- Born: 8 May 1928 Barabanki, United Provinces, British India
- Died: 19 March 2019 (aged 90) Karachi, Sindh, Pakistan
- Education: M.A. (Economics), MBA(Finance), PhD (Economics)
- Alma mater: Young Christian College (Lucknow, India), University of Allahabad, Institute of Business Administration, Karachi, Wharton School of the University of Pennsylvania
- Occupation: Retired
- Employer(s): Government of Pakistan, Institute of Business Administration, Karachi, University of Karachi
- Known for: Excellence in Economics, Finance, Education and Administration
- Notable work: Interest Free Banking
- Television: Pakistan Television Corporation, Radio Pakistan
- Board member of: Monopoly Control Authority of Pakistan (MCAP) languages : Urdu, English, Arabic, Persian, Bengali
- Spouse: Raihana Uzair (1936 - 2014)
- Children: 8
- Family: Roohi Abubaker(Daughter)
- Awards: Sitara-e-Imtiaz

= Mohammad Uzair =

Pakistani economist (1928–2019)

Mohammad Uzair (also written as Muhammad Uzair) (Urdu: محمد عذیر), was a Pakistani economist, senior bureaucrat, and professor emeritus who has held various public offices. He has written articles, and books on economics, finance, business administration, education, religion, and travel.

==Biography==
During his stay at Allahabad University he was a class-fellow of the novelist Ibn-e-Safi and a year senior to Mustafa Zaidi. He started his career as a lecturer in 1951 at Dhaka University. Later he moved to Karachi. He attained his Master of Business Administration (MBA) degree in 1956 and Doctor of Philosophy in economics in 1960 from Wharton School of the University of Pennsylvania, Philadelphia, United States. He remained Dean & Director of Institute of Business Administration, Karachi for some time, then left teaching and joined governmental organizations. He held appointments in many financial institutions of the country. He served as Additional Secretary, Ministry of Finance from 1972 to 1976, he later worked at Muslim Commercial Bank. He last served in NDFC (National Development Financial Corporation).

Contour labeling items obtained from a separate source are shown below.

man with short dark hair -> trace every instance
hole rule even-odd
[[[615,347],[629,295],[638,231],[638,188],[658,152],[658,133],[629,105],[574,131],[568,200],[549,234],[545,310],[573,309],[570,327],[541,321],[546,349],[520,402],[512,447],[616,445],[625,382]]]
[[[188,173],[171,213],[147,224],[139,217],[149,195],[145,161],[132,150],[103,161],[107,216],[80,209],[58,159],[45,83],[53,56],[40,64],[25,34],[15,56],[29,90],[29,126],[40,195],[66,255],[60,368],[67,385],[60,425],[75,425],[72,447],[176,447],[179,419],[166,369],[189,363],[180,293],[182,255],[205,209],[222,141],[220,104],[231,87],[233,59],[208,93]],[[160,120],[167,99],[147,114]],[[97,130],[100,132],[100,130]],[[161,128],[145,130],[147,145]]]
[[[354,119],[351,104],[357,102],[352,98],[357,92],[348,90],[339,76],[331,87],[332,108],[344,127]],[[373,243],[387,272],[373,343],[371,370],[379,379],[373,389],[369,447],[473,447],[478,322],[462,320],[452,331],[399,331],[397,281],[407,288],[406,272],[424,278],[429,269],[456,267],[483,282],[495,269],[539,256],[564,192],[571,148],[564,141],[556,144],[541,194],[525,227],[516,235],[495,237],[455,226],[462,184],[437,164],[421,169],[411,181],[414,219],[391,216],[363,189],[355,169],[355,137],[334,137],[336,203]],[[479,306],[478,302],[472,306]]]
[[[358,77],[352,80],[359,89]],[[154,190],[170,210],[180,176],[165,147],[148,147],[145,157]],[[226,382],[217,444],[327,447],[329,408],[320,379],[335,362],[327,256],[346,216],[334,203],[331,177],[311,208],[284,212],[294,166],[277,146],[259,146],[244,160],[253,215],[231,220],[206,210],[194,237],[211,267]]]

He retired in 1992, re-entered the academic world and remained associated with University of Karachi and many other private educational institution as Dean and Rector. He was the first Dean & Project Director of Karachi University Business School. He appeared many times on Pakistan Broadcasting Corporation and Pakistan Television Corporation. He was a lifetime member of Pakistan Institute of International Affairs. In January 2015, his Autobiography was published with the name of Yaddasht .

He was one of the pioneers of interest-free banking, and wrote the book Interest Free Banking. In 1985, Faridi, Fazlur Rahman, published an article in Journal of King Abdul Aziz University: Islamic Economics, Vol. 2, No. 2, 1985 on this book. He is also the author of "Some thoughts on Economy, finance and management" which was published on 1 January 1974.

On 23 March 2016, he was awarded with the 3rd highest civil award of Pakistan, Sitara-e-Imtiaz, in acknowledgement of his services in the field of education in 2016. . He died on 19 March 2019 in Karachi at the age of 90.